Everyday, I am learning what it means to deny myself — my desires, my preferences, my dreams, my everything — and follow Jesus. The crazy part is that in denying to myself, I am not receiving the raw end of a deal, because God blesses me with true, abundant life. I’ve found that in surrendering my life to Christ, I have not lost what was given, but have had it returned to me in a way that more fully satisfies my longing for purpose and passion.

But Luke 9 goes on to say: “If anyone is ashamed of me and my words, the Son of Man will be ashamed of him when he comes in his glory and in the glory of the Father and of the holy angels. I tell you the truth, some who are standing here will not taste death before they see the kingdom of God” (Luke 9:26-27). 

This I am also learning to do. Originally, I thought that this just meant explaining to people who God is, but I have come to see that it also means displaying the glory of God by embracing the transformation that continues to happen every day that I choose to follow him. 

Sexuality — mostly just sex, at first — has been a very present part of my walk with Christ. I was not a virgin when I received the good news, and from day one I began to try to figure out what following Christ meant in regards to my sex life. I knew that Jesus had healed me from previous negative experiences and messed up relationships, and that I was now free in him to live abundantly. What I didn’t know was what this meant for my sexuality.

Naturally, I wanted it to mean that I was now free to do as I please, but I quickly realized that I found more joy and satisfaction in submitting my sex life, my attractions, and my potential relationships to God.

I slowly learned that I am a not a sexual being, but a spiritual being — God’s daughter. And his love has satisfied my hunger and thirst for emotional and physical love.

Here’s where this gets relevant for this campus. I am a woman who is attracted to both men and women, which is something I finally had the courage to see and accept in my life. Before understanding my unconditional acceptance by God, I was unwilling to admit that I was attracted to women because I was afraid of what that would mean for my life.

I believe that God intended sex between one man and one woman in the context of marriage, and therefore, I will remain sexually chaste for the rest of my life or until I get married. This means that I will not date a woman, and even in a relationship with a man, our sexual intimacy would reflect a mutual desire to glorify God before seeking human pleasure.

Although my orientation is not strictly “heterosexual,” I am a leader in TCF because of my beliefs about what God intended for relationships. I am not a leader in TCF because “I chose to be straight” but because I have chosen to deny myself in all things and take up my cross daily in order to follow Christ. My sexuality is only one part of my identity that is being transformed by God’s will. 

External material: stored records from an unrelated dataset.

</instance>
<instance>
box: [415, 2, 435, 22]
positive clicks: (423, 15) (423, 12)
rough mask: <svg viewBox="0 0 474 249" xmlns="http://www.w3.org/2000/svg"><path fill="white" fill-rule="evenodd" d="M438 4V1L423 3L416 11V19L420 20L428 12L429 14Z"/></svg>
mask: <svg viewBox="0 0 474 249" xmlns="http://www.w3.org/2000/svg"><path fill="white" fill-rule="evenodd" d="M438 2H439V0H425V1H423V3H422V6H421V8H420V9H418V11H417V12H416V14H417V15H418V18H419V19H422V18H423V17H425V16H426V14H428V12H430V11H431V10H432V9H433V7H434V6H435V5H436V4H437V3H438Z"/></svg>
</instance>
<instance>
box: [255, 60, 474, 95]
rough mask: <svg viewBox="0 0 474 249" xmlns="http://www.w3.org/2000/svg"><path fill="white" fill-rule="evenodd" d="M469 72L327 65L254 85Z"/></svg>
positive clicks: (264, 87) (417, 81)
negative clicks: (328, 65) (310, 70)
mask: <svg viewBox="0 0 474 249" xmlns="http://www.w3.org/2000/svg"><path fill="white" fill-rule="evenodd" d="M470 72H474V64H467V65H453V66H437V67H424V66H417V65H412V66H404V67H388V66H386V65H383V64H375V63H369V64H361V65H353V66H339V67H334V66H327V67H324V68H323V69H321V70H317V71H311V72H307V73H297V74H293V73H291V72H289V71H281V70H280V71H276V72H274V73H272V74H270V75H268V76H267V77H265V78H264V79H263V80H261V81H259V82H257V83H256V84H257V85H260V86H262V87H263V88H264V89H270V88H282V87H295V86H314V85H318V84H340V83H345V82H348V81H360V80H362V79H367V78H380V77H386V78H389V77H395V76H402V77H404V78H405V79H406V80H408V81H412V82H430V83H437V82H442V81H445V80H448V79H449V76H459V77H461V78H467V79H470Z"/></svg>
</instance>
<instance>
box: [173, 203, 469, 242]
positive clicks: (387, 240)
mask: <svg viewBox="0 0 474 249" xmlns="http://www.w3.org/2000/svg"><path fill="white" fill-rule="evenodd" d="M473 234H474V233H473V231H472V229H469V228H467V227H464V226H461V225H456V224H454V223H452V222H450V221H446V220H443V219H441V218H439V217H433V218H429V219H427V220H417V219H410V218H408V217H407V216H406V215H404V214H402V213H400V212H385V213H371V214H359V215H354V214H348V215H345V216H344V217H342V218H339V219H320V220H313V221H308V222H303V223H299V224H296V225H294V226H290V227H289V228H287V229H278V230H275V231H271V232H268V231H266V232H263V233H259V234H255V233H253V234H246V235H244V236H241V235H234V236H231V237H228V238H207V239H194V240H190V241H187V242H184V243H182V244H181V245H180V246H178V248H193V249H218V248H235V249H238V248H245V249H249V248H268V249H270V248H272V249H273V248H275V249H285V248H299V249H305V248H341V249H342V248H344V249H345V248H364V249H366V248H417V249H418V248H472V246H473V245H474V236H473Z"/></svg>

It is difficult to hear people speaking out against TCF as an unsafe space for LGBT students because it’s actually one of the only places that I feel comfortable discussing my sexuality. Until now, only a small number of good friends outside of TCF knew this about me, because I have been ashamed of sharing what God has taught me about sexuality. For me, TCF is the safest place on this campus for me to explore, understand and grow in my sexuality because the community shares in my doubts, my struggles and my faith.